Andrzej Wajda - Since 1989

Since 1989

In 1990 Andrzej Wajda was honoured as the third director, after Federico Fellini and Ingmar Bergman by Felix - European Film Award for his lifetime achievement. In the early 1990s, he was elected a senator and also appointed artistic director of Warsaw's Teatr Powszechny. He continued to make films set during World War II, including Korczak (1990), a story about a Jewish-Polish doctor who takes care of orphan children, in The Crowned-Eagle Ring (1993) and Holy Week (1995) specifically on Jewish-Polish relations. In 1994 Wajda presented his own film version of Dostoyevsky's novel The Idiot in the movie Nastasja,starring Japanese actor Tamasoburo Bando in double role of Prince Mishkin and Nasstasya, the film was beautifully photographed by Pawel Edelman, who became one of Wajda's great co-workers since that time. In 1996 the director went in a different direction with Miss Nobody, a coming-of-age drama that explored the darker and more spiritual aspects of a relationship between three high-school girls. In 1999 Wajda presented a great epic film Pan Tadeusz, based on the art of the Polish 19th-century romantic poet Adam Mickiewicz.

A year later, at the 2000 Academy Awards, Wajda was presented with an honorary Oscar for his contribution to world cinema; he subsequently donated the award to Kraków's Jagiellonian University.

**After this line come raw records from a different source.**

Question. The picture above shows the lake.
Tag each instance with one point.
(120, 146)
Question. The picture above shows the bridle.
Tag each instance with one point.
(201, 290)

In 2002 Wajda directed the comedy Revenge, a film version of his 1980s theatre production, with Roman Polanski in one of the main roles. In February 2006, Wajda received an honorary Golden Bear for lifetime achievement at the Berlin International Film Festival. In 2007 Katyń was released, a well received film about the Katyn massacre, in which Wajda's father was murdered but the director also shows the dramatic situation of those who await for their relatives (mothers, wives and children). The film was nominated for the Best Foreign Language Film Oscar in 2008. Wajda followed it with Tatarak (Sweet Rush - 2009) with Krystyna Janda as a main character. It is partly based upon Jarosław Iwaszkiewicz short novel, there is also very important fragment taken from Janda's private life. Sweet Rush turns to be a sort of deep, calm and melancholic meditation about death and love. The film is dedicated to Edward Kłosiński, Janda's husband, a cinematographer and a long-time Andrzej Wajda's friend and co-worker who died of cancer the same year. For this film Andrzej Wajda was awarded by Alfred Bauer Prize at The Berlin Film Festival in 2009, recently he also got critics prize - Prix FIPRESCI during European Film Awards Ceremony. Currently Wajda is working on his latest film which would be the biography of Lech Wałęsa and the script has been written by Janusz Głowacki.

Andrzej Wajda has founded The Japanese Centre of Art and Technology "Manggha" in Krakow/Cracow (1994) and has also founded (2002) (along with great Polish film maker Wojciech Marczewski) and leads his own film school in which students take part in different film courses led by famous European film makers.